‘Exercise Physiologists are Movement Health experts who use exercise for the prevention and management of chronic disease or injury.’
An Accredited Exercise Physiologist (AEP) is a University qualified allied health professional who has met the accreditation requirements set out by Exercise and Sports Science Australia (ESSA).
About Exercise Physiology
Next to your GP, an AEP is the most important person to have in your health care team (bias alert!). An AEP’s skillset is positioned at the intersection of health science, the science of physical activity and the psychology of behaviour change. This powerful mix is an asset for anyone looking to engage positively with their health. AEP’s have no time for the ‘body beautiful’ narrative driven by the fitness industry as they prefer to help people better understand their health, explore creative ways for building physical capacity and supporting them as they work towards meaningful goals. When working with an AEP expect to develop knowledge about your disease or injury and explore strategies that you can use to manage your health.
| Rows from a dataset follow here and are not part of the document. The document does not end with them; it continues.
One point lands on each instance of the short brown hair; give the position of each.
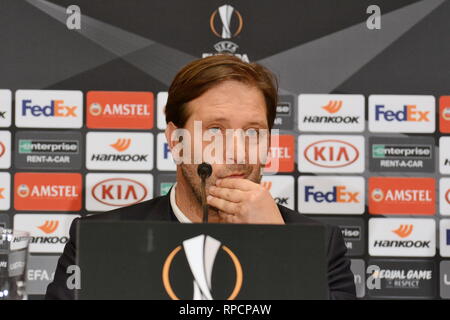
(201, 75)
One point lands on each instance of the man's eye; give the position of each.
(214, 130)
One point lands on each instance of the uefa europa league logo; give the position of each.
(201, 253)
(225, 14)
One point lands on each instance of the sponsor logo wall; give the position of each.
(343, 175)
(377, 166)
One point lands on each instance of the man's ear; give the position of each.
(170, 129)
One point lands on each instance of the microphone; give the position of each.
(204, 170)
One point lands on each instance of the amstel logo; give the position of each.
(121, 144)
(404, 230)
(201, 253)
(49, 226)
(333, 106)
(266, 185)
(2, 149)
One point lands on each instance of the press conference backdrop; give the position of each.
(364, 119)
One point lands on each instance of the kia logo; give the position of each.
(331, 153)
(119, 192)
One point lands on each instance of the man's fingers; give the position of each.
(223, 205)
(236, 183)
(233, 195)
(226, 217)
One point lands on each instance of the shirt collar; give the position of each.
(176, 210)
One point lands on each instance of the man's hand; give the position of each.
(243, 201)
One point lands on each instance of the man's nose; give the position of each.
(235, 148)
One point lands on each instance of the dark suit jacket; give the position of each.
(340, 278)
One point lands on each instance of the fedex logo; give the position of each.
(53, 108)
(338, 194)
(392, 113)
(331, 195)
(56, 108)
(408, 113)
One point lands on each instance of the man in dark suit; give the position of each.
(219, 97)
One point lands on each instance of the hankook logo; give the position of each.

Whether it’s mobilising and strengthening an ankle post sprain or utilising aerobic exercise to help manage the neuropsychiatric symptoms of dementia an AEP is here to help. Increasing health literacy and participating in regular exercise/physical activity are some of the most profoundly positive things you can do for your health, rehabilitation and wellbeing, and an AEP is your key to unlocking this.
AEP’s work in a variety of settings in the Australian healthcare system, as Allied Health Professionals they are registered with Medicare, the Department of Veteran Affairs and Work Cover, as well as being recognised by a large number of private health insurers.
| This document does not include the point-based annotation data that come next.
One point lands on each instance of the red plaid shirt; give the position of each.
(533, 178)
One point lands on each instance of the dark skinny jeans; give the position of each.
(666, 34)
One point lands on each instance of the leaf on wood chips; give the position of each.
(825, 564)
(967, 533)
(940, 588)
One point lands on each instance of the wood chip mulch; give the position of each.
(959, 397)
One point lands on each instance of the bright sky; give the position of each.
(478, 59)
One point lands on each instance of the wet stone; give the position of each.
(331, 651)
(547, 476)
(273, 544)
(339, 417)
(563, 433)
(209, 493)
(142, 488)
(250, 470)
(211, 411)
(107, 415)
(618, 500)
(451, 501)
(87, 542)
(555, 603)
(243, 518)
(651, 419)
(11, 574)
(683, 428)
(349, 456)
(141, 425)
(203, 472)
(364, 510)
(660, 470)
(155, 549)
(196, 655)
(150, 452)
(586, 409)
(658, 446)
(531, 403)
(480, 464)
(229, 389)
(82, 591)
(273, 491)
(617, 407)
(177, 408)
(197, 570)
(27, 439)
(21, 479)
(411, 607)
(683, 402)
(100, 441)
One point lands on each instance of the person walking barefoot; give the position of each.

‘The Pilates Method of Physical and Mental Conditioning is an intelligent approach to Movement Health.’
An exercise system that focuses on intelligent movement; the Pilates method can be helpful in the management of musculoskeletal and neuromuscular injury. Pilates sessions can have a fitness/wellness or rehabilitation focus depending on individual needs and the teachers background.
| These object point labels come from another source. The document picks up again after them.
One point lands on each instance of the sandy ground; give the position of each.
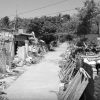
(40, 81)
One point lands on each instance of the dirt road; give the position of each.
(40, 81)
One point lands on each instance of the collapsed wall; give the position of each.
(70, 79)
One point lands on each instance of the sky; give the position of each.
(9, 7)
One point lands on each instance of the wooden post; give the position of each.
(12, 49)
(26, 47)
(98, 21)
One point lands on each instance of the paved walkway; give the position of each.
(40, 81)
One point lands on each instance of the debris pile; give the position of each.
(79, 74)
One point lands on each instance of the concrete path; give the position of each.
(40, 81)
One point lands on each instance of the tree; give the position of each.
(86, 14)
(5, 22)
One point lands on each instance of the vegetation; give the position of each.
(81, 24)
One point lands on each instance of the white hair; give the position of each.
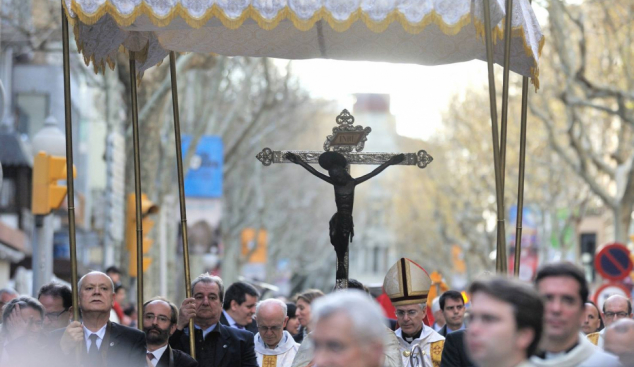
(366, 316)
(271, 301)
(435, 305)
(81, 280)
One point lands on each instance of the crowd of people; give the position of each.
(506, 323)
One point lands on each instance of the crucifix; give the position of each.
(341, 149)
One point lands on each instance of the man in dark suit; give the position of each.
(159, 323)
(100, 342)
(216, 344)
(454, 354)
(452, 307)
(239, 307)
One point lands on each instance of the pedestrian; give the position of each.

Joseph Pilates was born in Germany in 1883 and as a child experienced a variety of illnesses, because of this he dedicated himself to exercise and improving his physical condition. Joe trained as a gymnast and boxer; he also studied yoga, body-building and martial arts. When World War One started Joe was working in England as a circus performer and was subsequently interned. With lots of time and a population of idle interns to work with he began to integrate his exercise experiences into what he called ‘Contrology’. Following the war Joe migrated to New York where he established the first Pilates studio and spent the rest of his life evolving his ideas. This was the beginnings of what is now referred to as Pilates. Today Pilates is practised all around the world as a way to rehabilitate after an injury or surgery, enhance sports performance, increase wellness, improve posture and bring joy to exercise.
The goals of the Pilates method are; development of a strong/stable core, increased flexibility and improved whole-body strength. Pilates exercises focus on body alignment, emphasise movement precision and explore the infinite possibilities of combining the power of the body and mind. Pilates is gentle enough for pregnant women and challenging enough for the elite athlete and is an unparalleled exercise system that improves strength, flexibility, co-ordination and control.
‘Remedial Massage Therapists are Movement Health body-workers who assess and treat muscles, tendons, ligaments and connective tissue to assist in rehabilitation, pain and injury management.’
A Remedial Massage therapist must have a good knowledge of anatomy, physiology and pathophysiology and use this knowledge to provide safe, effective treatments.
Remedial Massage Benefits
A Remedial Massage is an outcome focused manual therapy treatment where the therapist uses a variety of techniques such as deep tissue work, trigger point therapy and stretching with the aim of creating favourable conditions for the body to return to normal health after injury. Remedial Massage aims to address muscular tension and length promoting a return to optimal body alignment. Blood and Lymphatic circulation also responds well to Remedial Massage and this can positively affect any scarring or adhesions that may result from an injury.